L’instruction que Fourier reçut au collège de Besançon a beau ne
pas être mauvaise pour l’époque, elle n’est guère de nature à satisfaire ni
même susciter sa curiosité. C’est une éducation classique, dans toute la
sévérité du terme. L’accent y est mis sur la logique, la rhétorique, la
théologie et, bien entendu, le latin et le grec. Qu’elle ait laissé sa marque
sur Fourier, on le voit, entre autres choses, à son aptitude à habiller d’une
apparence de rigueur logique les spéculations les plus fantastiques. Au fait
qu’il sait son catéchisme sur le bout du doigt. A une grande familiarité avec
les langues anciennes, dont témoignent aussi bien les tirades en latin dont il
parsème à l’occasion ses écrits que les néologismes qu’il aime à former sur des
racines latines ou grecques. En matière de sciences ou de littérature
française, en revanche, l’enseignement du collège reste plutôt pauvre. La
physique et les mathématiques intéressent le jeune Fourier, mais on les
enseigne de manière totalement archaïque.

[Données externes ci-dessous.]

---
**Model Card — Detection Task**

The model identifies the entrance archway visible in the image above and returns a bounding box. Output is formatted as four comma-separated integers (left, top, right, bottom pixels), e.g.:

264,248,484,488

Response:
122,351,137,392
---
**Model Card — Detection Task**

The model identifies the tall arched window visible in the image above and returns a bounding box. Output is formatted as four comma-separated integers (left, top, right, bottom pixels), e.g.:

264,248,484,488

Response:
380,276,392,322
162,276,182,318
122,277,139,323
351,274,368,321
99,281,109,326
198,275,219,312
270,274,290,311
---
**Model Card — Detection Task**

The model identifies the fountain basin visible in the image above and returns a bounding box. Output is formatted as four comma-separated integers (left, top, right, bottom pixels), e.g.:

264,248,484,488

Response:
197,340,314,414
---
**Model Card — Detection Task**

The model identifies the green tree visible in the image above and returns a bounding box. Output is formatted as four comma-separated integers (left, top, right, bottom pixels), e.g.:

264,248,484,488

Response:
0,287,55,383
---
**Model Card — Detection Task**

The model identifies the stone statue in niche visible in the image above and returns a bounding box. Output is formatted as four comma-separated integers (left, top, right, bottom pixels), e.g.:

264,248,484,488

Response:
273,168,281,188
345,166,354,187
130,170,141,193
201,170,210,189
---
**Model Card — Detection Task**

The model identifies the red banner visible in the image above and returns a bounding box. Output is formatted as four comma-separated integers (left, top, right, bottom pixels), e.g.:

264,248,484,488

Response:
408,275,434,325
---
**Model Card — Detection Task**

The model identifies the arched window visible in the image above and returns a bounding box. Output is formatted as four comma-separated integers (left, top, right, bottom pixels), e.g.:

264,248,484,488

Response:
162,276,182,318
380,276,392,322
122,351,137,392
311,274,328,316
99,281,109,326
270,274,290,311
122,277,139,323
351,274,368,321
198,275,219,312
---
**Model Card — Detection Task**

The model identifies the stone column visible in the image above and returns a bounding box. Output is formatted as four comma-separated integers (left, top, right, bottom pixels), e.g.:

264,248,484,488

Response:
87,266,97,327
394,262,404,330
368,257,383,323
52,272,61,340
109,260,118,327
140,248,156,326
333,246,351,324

Quant au contact avec la littérature française, même la dernière
année, en classe de rhétorique, il se borne à l’imitation des grands modèles de
l’éloquence sacrée : Bossuet, Bourdaloue, Fléchier, Massillon, d’Aguesseau ou
Longin. Ni Corneille, ni Racine, ni Molière, ni Boileau ne figurent au
programme. Fourier s’en plaignait plus tard : « J’ai étudié six ans dans un
collège où il était défendu aux professeurs d’enseigner la versification
française 42 . » On fait de
l’histoire, ancienne et moderne, et, à en juger par les écrits manuscrits de Fourier
sur l’éducation, c’est une matière qui lui plaît, au moins l’histoire ancienne.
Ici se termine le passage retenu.